The Guyana Stock Exchange was established pursuant to the Securities Act 1998 which provides for the registration of securities brokers and dealers, self-regulatory organisations and issuers of securities. It created the Guyana Securities Council as an autonomous, notionally independent body. The Stock Exchange was established by GASCI, the Guyana Association of Securities and Intermediaries Inc. Its members are: Trust Company (Guyana) Ltd, Guyana Americas Merchant Bank Inc, Beharry Stockbrokers Ltd, and Hand-in-Hand Trust Corporation Inc. These firms are registered as brokers with the Guyana Securities Council. GASCI organizes and supervises the Stock Exchange. Thirteen companies are currently active on the Stock Exchange. There is no indication that proposals have been put forward by the Guyana Securities Council for the reform or restructuring of the Stock Exchange or in relation to expanding or modernizing the securities or financial sector.
In a capitalist or market economy, an efficiently functioning stock exchange is necessary to mobilise capital, which in turn funds growth and provides a platform for offering investment opportunities for individuals and companies. The Stock Exchange provides, or should provide, a barometer of the functioning of the economy. In Guyana the statistics show that the economy is growing at a rapid rate with a high Gross Domestic Product and public companies are expanding and making huge profits. Contradictorily, the Stock Exchange, which should reflect what is happening in the economy, reflects the opposite – that the economy is stagnant or declining and profitability is low.
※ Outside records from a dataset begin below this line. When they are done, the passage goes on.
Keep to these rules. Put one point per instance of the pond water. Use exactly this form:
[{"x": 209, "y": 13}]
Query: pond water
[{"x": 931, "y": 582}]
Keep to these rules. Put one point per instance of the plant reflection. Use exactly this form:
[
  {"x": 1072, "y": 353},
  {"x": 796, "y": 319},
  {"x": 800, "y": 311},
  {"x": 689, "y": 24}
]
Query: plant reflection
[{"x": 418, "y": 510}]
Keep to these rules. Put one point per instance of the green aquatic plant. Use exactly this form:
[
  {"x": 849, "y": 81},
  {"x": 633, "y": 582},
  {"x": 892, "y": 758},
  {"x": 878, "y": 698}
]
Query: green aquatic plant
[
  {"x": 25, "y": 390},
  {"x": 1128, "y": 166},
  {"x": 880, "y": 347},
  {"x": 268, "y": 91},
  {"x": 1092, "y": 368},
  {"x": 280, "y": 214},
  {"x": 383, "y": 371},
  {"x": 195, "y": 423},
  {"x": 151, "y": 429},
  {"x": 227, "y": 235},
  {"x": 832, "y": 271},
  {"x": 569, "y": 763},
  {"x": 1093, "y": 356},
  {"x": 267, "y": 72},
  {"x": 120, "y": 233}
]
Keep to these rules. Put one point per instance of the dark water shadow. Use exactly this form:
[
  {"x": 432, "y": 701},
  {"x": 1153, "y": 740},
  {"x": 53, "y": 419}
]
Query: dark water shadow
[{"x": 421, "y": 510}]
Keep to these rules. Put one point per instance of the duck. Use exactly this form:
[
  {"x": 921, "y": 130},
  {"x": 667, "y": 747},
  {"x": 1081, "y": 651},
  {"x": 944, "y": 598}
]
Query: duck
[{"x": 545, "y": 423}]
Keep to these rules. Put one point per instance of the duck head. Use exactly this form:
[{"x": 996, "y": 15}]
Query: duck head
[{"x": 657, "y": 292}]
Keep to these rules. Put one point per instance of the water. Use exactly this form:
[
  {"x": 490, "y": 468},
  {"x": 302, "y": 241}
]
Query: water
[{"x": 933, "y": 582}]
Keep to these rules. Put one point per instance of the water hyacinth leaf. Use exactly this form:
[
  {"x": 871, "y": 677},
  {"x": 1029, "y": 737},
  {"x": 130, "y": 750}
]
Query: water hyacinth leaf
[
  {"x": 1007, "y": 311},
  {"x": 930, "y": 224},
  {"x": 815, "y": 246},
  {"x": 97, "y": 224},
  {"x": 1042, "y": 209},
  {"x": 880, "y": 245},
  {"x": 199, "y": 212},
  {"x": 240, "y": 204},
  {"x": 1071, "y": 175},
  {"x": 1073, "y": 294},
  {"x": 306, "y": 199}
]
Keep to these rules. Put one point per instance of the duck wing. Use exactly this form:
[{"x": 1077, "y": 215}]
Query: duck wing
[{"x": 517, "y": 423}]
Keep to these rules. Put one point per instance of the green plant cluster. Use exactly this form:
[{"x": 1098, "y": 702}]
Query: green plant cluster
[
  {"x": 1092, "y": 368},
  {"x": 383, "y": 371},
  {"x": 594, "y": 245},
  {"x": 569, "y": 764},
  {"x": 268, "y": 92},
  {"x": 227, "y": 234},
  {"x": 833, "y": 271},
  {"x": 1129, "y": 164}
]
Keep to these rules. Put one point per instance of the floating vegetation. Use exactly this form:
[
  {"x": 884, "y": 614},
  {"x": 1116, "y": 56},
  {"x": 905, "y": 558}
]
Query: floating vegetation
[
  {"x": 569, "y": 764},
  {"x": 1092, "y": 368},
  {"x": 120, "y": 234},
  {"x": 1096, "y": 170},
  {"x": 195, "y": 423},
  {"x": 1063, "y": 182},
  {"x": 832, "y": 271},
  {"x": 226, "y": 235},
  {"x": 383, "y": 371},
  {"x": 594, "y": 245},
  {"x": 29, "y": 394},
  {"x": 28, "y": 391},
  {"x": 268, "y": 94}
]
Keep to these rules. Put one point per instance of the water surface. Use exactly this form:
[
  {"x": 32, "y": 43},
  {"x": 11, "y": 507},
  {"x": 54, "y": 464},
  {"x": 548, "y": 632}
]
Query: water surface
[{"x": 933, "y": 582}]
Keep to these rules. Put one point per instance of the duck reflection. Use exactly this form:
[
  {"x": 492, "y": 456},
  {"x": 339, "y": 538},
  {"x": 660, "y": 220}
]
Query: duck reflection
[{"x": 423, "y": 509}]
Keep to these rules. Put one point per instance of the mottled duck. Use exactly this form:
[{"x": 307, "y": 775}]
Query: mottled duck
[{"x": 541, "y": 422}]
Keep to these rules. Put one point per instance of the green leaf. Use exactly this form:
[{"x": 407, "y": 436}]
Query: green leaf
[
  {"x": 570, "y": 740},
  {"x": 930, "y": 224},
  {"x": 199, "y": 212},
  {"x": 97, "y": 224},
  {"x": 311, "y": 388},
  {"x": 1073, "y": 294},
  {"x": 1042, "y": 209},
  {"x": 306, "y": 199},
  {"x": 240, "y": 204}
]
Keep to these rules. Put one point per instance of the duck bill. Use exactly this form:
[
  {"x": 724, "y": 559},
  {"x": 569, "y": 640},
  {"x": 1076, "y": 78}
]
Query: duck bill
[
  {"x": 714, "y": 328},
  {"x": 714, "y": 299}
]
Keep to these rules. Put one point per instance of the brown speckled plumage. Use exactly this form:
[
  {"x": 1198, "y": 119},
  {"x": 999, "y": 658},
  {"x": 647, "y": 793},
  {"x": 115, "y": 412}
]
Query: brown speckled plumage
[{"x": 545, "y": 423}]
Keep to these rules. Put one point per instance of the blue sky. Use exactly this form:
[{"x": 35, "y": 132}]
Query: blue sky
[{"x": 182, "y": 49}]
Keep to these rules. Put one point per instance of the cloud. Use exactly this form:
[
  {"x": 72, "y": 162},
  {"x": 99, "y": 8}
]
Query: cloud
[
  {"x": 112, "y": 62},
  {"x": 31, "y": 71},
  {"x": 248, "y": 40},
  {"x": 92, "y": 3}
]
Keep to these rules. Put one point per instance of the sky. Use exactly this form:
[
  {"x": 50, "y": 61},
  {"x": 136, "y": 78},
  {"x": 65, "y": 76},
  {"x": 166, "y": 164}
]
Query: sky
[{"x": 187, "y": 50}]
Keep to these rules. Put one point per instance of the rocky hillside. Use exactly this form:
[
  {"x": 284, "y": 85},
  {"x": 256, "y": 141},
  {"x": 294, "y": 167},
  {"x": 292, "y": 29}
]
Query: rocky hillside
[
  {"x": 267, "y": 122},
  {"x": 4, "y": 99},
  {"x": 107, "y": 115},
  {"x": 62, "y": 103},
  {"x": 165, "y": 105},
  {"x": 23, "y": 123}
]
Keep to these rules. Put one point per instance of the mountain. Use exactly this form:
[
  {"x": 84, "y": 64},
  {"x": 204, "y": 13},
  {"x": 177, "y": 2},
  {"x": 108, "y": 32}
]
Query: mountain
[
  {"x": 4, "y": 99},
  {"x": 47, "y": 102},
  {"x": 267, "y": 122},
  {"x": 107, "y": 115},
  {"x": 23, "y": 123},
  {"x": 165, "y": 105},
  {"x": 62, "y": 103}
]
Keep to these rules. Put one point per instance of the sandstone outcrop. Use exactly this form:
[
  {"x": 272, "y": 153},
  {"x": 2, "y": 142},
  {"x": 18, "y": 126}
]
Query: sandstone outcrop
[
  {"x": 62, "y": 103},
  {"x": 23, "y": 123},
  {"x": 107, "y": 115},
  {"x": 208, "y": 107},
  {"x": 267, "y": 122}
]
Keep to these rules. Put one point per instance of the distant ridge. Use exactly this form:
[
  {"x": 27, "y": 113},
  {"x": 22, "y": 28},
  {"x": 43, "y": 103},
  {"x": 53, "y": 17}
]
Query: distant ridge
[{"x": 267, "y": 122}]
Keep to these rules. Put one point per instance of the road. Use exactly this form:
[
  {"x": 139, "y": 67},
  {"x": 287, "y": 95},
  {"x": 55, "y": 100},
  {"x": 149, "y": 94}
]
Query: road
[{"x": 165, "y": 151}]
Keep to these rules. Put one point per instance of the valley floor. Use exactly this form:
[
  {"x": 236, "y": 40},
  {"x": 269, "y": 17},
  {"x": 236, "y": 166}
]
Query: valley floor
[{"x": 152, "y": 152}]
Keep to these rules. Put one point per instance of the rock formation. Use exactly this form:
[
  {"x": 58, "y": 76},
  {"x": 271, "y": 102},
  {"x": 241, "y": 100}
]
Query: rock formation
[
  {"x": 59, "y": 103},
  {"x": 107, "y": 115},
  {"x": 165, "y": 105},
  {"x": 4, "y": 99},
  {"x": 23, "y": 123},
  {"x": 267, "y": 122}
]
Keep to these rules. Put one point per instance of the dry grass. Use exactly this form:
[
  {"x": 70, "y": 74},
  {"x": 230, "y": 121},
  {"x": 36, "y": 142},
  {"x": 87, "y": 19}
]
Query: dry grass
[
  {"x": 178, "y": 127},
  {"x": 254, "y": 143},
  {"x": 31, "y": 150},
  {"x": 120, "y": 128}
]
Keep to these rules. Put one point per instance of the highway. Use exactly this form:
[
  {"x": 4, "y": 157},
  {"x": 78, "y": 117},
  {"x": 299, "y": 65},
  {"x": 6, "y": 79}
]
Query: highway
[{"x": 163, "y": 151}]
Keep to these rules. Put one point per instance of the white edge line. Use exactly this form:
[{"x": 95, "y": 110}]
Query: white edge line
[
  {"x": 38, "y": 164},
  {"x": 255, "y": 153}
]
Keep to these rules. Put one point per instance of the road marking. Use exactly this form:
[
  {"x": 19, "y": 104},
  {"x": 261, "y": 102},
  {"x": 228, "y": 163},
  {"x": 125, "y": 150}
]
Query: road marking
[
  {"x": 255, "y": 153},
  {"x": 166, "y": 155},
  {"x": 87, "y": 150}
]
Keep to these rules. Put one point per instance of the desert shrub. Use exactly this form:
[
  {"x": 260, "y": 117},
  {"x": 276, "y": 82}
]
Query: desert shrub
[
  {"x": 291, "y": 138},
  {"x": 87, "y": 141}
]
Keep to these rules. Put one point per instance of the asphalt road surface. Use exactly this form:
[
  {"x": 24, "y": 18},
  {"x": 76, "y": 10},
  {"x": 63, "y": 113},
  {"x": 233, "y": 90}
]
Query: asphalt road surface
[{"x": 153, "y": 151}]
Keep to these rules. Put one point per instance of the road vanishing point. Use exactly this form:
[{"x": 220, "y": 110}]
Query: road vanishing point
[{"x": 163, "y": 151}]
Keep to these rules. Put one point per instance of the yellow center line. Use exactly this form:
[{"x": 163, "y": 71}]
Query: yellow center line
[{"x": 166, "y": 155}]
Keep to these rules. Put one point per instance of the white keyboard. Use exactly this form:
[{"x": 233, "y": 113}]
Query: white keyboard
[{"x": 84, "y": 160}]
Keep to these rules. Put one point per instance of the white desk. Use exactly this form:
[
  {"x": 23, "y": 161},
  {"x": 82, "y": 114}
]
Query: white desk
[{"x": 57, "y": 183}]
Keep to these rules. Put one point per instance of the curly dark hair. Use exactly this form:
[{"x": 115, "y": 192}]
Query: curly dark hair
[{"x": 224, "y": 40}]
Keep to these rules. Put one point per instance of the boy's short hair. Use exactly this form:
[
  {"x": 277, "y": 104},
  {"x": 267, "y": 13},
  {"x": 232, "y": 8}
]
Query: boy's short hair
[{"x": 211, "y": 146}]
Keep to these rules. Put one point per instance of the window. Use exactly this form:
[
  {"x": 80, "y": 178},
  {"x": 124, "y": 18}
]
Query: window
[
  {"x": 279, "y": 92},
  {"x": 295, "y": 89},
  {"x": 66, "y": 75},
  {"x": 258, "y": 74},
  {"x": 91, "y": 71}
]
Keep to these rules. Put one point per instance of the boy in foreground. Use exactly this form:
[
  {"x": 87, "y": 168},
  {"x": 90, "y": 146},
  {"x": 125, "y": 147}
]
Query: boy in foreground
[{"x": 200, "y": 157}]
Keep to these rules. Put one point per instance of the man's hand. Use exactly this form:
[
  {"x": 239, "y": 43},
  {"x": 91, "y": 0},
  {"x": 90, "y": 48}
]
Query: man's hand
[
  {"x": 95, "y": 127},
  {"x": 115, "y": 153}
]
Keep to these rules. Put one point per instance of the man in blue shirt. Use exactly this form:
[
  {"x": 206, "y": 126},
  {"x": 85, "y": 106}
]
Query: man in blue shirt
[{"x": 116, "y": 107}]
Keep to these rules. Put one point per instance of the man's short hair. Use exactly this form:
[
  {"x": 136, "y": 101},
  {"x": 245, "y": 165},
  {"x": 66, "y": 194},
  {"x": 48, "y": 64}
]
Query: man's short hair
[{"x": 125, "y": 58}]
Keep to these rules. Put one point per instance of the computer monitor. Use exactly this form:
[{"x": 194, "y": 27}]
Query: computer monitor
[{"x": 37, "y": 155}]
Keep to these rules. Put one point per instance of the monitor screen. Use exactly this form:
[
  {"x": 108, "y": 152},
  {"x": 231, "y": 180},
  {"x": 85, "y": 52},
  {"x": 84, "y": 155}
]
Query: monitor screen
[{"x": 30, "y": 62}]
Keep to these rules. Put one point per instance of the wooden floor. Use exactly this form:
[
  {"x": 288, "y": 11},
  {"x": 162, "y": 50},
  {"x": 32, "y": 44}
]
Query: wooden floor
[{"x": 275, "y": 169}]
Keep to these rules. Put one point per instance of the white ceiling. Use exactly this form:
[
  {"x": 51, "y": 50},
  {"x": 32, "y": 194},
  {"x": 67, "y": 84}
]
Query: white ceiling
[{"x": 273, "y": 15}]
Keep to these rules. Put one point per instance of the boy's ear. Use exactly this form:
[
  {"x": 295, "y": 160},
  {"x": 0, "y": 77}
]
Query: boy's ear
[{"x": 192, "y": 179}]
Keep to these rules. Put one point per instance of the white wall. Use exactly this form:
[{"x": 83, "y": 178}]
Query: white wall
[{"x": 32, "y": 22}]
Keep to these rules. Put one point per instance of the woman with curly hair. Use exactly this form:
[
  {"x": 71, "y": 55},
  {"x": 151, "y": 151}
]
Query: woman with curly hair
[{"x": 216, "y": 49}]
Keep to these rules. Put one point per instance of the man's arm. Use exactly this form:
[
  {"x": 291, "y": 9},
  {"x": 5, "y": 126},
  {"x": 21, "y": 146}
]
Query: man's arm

The question therefore arises as to whether the Stock Exchange, as currently organized, is functioning as it should, is serving any useful purpose, and whether or not it should be disbanded.
The Government has repeatedly indicated over several years that it would like, or intends to, reform the Stack Exchange and has solicited proposals. It has on its desk those proposals which have been sent repeatedly. Meetings have taken place over several years. Nothing has happened. The President has now intervened. As reported in SN yesterday, he announced in an address at a meeting of the Georgetown Chamber of Commerce on Friday that the Government would endeavour, with the help of the private sector, to establish a modern stock exchange as part of broader efforts to modernize Guyana’s financial sector. The President said: “Part of the financial modernization model would be the creation or upgrade of the stock exchange and look at the possibility of a junior stock exchange.”
When the President speaks, his words have to be taken seriously. When he makes proposals and advances plans, it is expected that his Government intends to implement them expeditiously. The President has announced that the Government would “upgrade” the stock exchange or “create” a new one. Following this announcement, it is expected that within the next few weeks the Government would dust off the several proposals sitting on its desk for the longest while and, having done that, would convene a meeting with all interested parties to advance work on the “creation or upgrade of the stock exchange.” Some people would not be holding their breath. All they have heard in the past from Government officials is talk, talk, talk.
Supplementing the “modernization” of the financial sector, as the President proposes, should be an effort to encourage large Guyanese companies, with an offer of amnesty for past tax delinquency, to go public and offer shares for purchase. This has two benefits, namely, provide capital for the companies to expand, which will benefit Guyana, and provide the vehicle for the Guyanese people who have savings languishing in banks with very little interest, to earn a decent income. The jury is out as to whether anything will materialize.